College of Forest Resources and Environment, Nanjing Forestry University, Nanjing, China.
J Appl Microbiol. 2012 Feb;112(2):353-62. doi: 10.1111/j.1365-2672.2011.05206.x. Epub 2012 Jan 3.
In this study, we explored the possibility of construction of a 'universal targeting vector' by Red/ET recombination to inactivate L gene encoding 3-amino-5-hydroxybenzoic acid (AHBA)-oxidoreductase in AHBA biosynthetic gene cluster to facilitate the detection of ansamycins production in actinomycetes.
Based on the conserved regions of linked AHBA synthase (K), oxidoreductase (L) and phosphatase (M) gene clusters, degenerate primers were designed and PCR was performed to detect KLM gene clusters within 33 AHBA synthase gene-positive actinomycetes strains. Among them, 22 KLM gene cluster-positive strains were identified. A 'universal targeting vector' was further constructed using the 50-nt homologous sequences chosen from four strains internal L gene in KLM gene clusters through Red/ET recombination. The L gene from nine of the KLM gene cluster-positive actinomycetes strains was inactivated by insertion of a kanamycin (Km) resistance marker into its internal region from the 'universal targeting vector'. By comparison of the metabolites produced in parent strains with those in L gene-inactivated mutants, we demonstrated the possible ansamycins production produced by these strains. One strain (4089) was proved to be a geldanamycin producer. Three strains (3-20, 7-32 and 8-32) were identified as potential triene-ansamycins producers. Another strain (3-27) was possible to be a streptovaricin C producer. Strains 24-100 and 4-124 might be served as ansamitocin-like producers.
The results confirmed the feasibility that a 'universal targeting vector' could be constructed through Red/ET recombination using the conserved regions of KLM gene clusters to detect ansamycins production in actinomycetes.
The 'universal targeting vector' provides a rapid approach in certain degree to detect the potential ansamycin producers from the 22 KLM gene cluster-positive actinomycetes strains.

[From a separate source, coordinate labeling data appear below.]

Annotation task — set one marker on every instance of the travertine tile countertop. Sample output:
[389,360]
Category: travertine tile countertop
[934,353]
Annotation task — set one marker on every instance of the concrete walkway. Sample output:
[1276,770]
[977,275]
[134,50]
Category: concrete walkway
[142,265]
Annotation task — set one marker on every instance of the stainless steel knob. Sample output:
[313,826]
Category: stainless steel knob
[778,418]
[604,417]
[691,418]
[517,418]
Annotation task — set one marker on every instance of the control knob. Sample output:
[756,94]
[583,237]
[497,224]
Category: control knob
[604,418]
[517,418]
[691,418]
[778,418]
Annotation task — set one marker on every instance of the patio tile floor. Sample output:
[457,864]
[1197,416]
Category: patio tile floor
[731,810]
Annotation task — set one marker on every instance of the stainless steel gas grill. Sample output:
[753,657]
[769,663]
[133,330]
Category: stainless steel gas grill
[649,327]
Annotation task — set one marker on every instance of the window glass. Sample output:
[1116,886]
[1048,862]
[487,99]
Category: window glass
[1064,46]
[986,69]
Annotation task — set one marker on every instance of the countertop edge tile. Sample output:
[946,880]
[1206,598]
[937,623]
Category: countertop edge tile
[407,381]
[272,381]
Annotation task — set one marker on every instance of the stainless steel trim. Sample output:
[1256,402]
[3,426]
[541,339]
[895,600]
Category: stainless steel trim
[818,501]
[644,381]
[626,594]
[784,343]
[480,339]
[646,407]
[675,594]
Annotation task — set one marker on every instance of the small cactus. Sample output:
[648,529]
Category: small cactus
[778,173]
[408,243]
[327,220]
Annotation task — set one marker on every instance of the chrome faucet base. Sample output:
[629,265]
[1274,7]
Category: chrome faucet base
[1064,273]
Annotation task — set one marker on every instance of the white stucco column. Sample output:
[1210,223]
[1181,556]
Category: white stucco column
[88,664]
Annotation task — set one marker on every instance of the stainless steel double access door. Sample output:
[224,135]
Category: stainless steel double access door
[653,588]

本研究通过 Red/ET 重组探索构建“通用靶向载体”的可能性,以灭活编码 3-氨基-5-羟基苯甲酸(AHBA)-氧化还原酶的 L 基因,从而促进放线菌中 ansamycin 产生的检测。
基于连接的 AHBA 合酶(K)、氧化还原酶(L)和磷酸酶(M)基因簇的保守区域,设计了简并引物,并进行 PCR 以检测 33 株 AHBA 合酶阳性放线菌菌株中的 KLM 基因簇。其中,鉴定出 22 株 KLM 基因簇阳性株。通过 Red/ET 重组,从 KLM 基因簇内的四个菌株内部 L 基因中选择 50nt 同源序列,进一步构建了“通用靶向载体”。通过将卡那霉素(Km)抗性标记物插入其内部区域,从“通用靶向载体”中失活了 9 株 KLM 基因簇阳性放线菌菌株的 L 基因。通过比较亲本菌株和 L 基因失活突变体产生的代谢产物,我们证明了这些菌株可能产生 ansamycin。一株(4089)被证明是格尔德霉素产生菌。三株(3-20、7-32 和 8-32)被鉴定为潜在的三烯-ansamycin 产生菌。另一株(3-27)可能是链道霉素 C 产生菌。菌株 24-100 和 4-124 可能是放线菌素样物质产生菌。
结果证实,通过 Red/ET 重组使用 KLM 基因簇的保守区域构建“通用靶向载体”以检测放线菌中 ansamycin 产生的可行性。
“通用靶向载体”为从 22 株 KLM 基因簇阳性放线菌菌株中快速筛选潜在的 ansamycin 产生菌提供了一种方法。